Experts have cautioned that while these results are encouraging, they should not be interpreted as a total eradication of the virus from all reservoir sites within the body. Instead, the focus remains on achieving a functional cure, which is defined by the sustained control of the disease by the host immune system without continued medication. This distinction is critical for long-term health, as it is directly linked to a meaningful reduction in the risk of liver cancer and other severe long-term complications associated with chronic infection.
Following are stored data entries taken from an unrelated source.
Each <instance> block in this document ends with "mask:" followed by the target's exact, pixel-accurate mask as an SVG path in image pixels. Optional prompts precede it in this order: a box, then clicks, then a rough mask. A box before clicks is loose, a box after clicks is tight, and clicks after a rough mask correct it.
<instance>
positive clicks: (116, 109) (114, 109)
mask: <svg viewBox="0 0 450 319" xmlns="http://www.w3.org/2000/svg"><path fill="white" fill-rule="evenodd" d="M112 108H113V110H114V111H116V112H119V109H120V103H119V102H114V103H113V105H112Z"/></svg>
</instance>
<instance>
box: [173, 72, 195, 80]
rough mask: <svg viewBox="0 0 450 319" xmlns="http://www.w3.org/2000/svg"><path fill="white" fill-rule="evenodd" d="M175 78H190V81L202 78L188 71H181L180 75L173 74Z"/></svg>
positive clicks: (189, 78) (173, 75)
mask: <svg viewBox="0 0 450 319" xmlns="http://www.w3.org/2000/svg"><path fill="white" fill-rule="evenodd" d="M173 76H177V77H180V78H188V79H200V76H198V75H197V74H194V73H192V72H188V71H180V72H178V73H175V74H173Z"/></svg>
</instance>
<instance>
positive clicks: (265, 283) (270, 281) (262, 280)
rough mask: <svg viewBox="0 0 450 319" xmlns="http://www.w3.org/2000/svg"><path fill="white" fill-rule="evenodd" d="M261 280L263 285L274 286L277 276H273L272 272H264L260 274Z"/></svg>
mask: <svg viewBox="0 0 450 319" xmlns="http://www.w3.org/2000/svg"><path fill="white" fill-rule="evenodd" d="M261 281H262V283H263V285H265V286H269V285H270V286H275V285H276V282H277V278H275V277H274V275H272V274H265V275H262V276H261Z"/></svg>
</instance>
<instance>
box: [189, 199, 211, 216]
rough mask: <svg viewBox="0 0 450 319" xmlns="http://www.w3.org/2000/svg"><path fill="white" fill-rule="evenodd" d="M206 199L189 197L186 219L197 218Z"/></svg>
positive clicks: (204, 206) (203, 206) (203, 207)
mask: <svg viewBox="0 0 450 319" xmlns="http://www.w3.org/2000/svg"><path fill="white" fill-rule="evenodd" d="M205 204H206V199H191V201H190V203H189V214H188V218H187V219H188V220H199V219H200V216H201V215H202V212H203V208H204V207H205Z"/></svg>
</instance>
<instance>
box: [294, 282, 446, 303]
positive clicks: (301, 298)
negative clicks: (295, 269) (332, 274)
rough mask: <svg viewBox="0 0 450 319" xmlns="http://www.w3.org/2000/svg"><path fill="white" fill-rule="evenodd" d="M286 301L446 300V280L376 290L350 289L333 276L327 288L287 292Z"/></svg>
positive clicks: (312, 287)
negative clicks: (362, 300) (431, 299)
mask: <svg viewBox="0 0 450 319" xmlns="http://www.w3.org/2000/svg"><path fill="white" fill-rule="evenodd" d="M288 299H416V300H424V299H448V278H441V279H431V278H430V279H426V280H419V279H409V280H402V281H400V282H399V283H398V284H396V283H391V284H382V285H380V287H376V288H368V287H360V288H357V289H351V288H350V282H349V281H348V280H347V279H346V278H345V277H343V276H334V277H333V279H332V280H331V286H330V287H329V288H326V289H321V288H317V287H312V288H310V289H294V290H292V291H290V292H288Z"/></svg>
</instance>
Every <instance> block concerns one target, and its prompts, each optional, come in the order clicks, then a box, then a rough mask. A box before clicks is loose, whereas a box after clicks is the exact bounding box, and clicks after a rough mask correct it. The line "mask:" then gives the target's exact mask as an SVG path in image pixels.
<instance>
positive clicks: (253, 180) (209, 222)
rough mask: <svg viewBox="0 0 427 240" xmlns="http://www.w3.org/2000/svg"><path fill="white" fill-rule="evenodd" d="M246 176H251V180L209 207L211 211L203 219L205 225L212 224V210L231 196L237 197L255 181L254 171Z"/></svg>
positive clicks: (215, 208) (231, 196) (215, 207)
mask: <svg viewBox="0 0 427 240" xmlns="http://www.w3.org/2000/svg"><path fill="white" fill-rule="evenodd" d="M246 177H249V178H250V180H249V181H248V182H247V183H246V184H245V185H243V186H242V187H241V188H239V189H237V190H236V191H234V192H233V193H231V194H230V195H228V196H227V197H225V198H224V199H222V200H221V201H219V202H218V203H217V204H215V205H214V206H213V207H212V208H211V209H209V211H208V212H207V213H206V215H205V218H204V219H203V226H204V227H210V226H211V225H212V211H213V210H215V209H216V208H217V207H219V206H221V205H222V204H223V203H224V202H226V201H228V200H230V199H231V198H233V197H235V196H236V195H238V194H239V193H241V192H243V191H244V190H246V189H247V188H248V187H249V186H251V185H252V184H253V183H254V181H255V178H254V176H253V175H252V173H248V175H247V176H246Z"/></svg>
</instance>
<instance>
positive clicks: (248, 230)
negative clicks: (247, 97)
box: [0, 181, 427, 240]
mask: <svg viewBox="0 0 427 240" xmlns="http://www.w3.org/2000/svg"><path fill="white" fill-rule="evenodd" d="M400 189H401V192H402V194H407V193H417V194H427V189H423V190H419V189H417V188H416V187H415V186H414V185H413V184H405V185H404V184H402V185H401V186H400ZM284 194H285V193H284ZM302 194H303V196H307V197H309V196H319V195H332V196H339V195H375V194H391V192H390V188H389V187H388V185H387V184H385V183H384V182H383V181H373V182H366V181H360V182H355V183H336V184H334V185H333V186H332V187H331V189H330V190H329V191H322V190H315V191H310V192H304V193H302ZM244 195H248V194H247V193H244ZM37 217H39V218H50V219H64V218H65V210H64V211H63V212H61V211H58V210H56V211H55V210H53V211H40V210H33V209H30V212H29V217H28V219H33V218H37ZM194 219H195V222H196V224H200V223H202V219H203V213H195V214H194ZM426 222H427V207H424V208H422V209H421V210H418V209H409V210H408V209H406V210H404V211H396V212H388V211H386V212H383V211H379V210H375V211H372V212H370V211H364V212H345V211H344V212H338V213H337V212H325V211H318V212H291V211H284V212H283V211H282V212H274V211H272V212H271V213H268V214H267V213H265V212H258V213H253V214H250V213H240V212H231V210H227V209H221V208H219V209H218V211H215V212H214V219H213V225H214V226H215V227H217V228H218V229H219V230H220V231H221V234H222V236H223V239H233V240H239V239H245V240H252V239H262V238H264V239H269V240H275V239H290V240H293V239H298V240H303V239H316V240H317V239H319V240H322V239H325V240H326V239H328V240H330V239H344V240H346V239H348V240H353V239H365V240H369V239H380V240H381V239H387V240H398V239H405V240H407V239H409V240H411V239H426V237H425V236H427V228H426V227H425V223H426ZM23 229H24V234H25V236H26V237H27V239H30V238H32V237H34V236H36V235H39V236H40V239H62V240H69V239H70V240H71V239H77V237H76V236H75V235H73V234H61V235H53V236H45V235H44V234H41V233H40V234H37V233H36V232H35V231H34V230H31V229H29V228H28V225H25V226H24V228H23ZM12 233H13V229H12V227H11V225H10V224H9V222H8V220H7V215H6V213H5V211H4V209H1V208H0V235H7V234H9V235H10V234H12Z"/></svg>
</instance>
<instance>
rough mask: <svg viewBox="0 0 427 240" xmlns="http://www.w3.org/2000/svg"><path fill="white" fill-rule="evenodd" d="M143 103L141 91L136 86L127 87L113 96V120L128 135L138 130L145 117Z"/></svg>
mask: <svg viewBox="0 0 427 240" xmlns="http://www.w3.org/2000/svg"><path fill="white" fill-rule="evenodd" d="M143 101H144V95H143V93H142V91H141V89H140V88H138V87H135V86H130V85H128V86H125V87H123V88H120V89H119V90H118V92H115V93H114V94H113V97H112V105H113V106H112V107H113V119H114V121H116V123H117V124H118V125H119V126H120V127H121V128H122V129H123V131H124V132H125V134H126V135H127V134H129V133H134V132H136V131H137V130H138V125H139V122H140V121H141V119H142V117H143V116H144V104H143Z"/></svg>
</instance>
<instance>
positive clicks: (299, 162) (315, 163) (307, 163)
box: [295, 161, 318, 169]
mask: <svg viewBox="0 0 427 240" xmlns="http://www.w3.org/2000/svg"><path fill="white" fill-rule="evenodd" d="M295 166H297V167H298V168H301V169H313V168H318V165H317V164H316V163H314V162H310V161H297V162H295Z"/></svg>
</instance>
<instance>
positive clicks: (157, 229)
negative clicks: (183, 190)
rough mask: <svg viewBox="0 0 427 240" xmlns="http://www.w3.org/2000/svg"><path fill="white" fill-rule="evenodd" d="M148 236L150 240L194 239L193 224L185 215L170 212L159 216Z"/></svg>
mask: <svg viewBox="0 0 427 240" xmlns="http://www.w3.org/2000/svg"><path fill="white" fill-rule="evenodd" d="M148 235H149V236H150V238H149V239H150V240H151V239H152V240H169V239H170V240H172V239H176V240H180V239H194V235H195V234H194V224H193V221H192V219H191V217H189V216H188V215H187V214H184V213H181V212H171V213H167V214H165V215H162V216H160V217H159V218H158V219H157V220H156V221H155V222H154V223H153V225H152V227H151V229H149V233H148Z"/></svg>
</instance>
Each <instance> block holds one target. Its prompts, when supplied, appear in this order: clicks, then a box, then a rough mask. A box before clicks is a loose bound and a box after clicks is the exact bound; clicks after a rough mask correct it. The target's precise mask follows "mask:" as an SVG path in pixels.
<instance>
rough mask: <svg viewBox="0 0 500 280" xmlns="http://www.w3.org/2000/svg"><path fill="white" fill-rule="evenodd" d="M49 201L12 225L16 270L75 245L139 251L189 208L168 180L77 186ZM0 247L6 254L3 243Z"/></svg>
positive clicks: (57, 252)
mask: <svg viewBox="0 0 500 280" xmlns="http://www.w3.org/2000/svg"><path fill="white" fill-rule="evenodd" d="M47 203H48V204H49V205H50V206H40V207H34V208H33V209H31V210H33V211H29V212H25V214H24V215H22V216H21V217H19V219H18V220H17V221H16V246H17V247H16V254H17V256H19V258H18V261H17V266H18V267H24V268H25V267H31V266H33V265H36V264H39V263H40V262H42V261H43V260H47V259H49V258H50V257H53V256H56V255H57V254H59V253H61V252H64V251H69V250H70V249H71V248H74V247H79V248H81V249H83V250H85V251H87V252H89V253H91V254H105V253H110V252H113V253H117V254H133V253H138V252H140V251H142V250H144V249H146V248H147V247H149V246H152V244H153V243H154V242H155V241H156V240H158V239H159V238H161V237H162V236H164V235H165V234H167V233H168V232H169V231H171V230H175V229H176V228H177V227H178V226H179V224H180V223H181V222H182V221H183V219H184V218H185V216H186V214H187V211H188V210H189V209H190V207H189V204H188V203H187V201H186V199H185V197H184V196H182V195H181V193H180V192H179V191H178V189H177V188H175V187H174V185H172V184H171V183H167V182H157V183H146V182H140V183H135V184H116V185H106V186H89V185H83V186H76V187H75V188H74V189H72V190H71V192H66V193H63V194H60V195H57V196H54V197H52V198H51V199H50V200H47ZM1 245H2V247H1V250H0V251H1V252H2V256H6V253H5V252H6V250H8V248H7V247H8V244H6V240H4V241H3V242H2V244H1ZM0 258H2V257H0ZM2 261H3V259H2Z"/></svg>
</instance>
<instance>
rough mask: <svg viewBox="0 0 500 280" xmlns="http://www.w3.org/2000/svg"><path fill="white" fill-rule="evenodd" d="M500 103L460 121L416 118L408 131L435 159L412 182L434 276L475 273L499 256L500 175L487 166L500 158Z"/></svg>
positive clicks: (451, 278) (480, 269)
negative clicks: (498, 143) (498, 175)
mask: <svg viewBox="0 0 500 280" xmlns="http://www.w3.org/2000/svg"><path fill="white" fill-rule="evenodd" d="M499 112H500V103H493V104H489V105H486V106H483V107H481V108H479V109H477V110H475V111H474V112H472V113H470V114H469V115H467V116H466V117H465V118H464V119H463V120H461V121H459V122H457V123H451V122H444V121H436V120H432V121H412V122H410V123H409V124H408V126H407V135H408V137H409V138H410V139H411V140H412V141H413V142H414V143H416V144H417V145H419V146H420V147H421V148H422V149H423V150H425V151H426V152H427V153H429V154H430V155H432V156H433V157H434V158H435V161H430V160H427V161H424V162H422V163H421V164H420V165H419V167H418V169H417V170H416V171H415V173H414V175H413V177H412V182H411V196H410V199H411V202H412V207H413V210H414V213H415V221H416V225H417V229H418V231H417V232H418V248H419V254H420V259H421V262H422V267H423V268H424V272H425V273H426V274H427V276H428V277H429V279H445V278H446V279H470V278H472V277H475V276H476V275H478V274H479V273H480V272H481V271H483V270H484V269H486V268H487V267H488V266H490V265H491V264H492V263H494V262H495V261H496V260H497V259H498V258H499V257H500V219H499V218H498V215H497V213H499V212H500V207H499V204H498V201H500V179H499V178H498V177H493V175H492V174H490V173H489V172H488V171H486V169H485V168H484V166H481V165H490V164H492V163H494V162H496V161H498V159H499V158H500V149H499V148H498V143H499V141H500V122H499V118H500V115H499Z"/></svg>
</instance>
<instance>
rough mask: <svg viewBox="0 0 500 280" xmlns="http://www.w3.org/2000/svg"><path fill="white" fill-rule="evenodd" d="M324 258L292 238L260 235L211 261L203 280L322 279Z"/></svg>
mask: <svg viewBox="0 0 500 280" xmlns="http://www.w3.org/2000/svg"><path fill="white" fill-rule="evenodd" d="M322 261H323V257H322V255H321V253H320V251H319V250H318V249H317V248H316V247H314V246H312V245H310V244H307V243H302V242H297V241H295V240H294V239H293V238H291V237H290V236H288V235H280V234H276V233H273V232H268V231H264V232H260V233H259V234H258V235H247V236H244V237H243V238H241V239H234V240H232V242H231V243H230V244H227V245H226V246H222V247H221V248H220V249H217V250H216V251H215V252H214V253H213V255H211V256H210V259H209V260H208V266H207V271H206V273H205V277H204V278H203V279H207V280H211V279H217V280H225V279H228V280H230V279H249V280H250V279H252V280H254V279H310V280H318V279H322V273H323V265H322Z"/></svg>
Future Prospects for Combination Therapy
Future research initiatives are already being planned to explore whether combination therapies might further boost cure rates. Many scientists argue that combining RNA-targeting therapies with therapeutic vaccines or other immune modulators could provide the necessary synergy to push success rates even higher for the general population. As the scientific community digests these landmark findings, the momentum behind finding a definitive, non-lifelong cure for this pervasive infection has never been stronger, signaling a new era in the treatment of chronic liver diseases.
KEY TAKEAWAYS
A functional cure is defined as undetectable levels of viral DNA and surface antigens for at least 24 weeks after stopping treatment.
Traditional nucleoside analogue treatments for hepatitis B often require lifelong administration and rarely achieve a functional cure in clinical settings.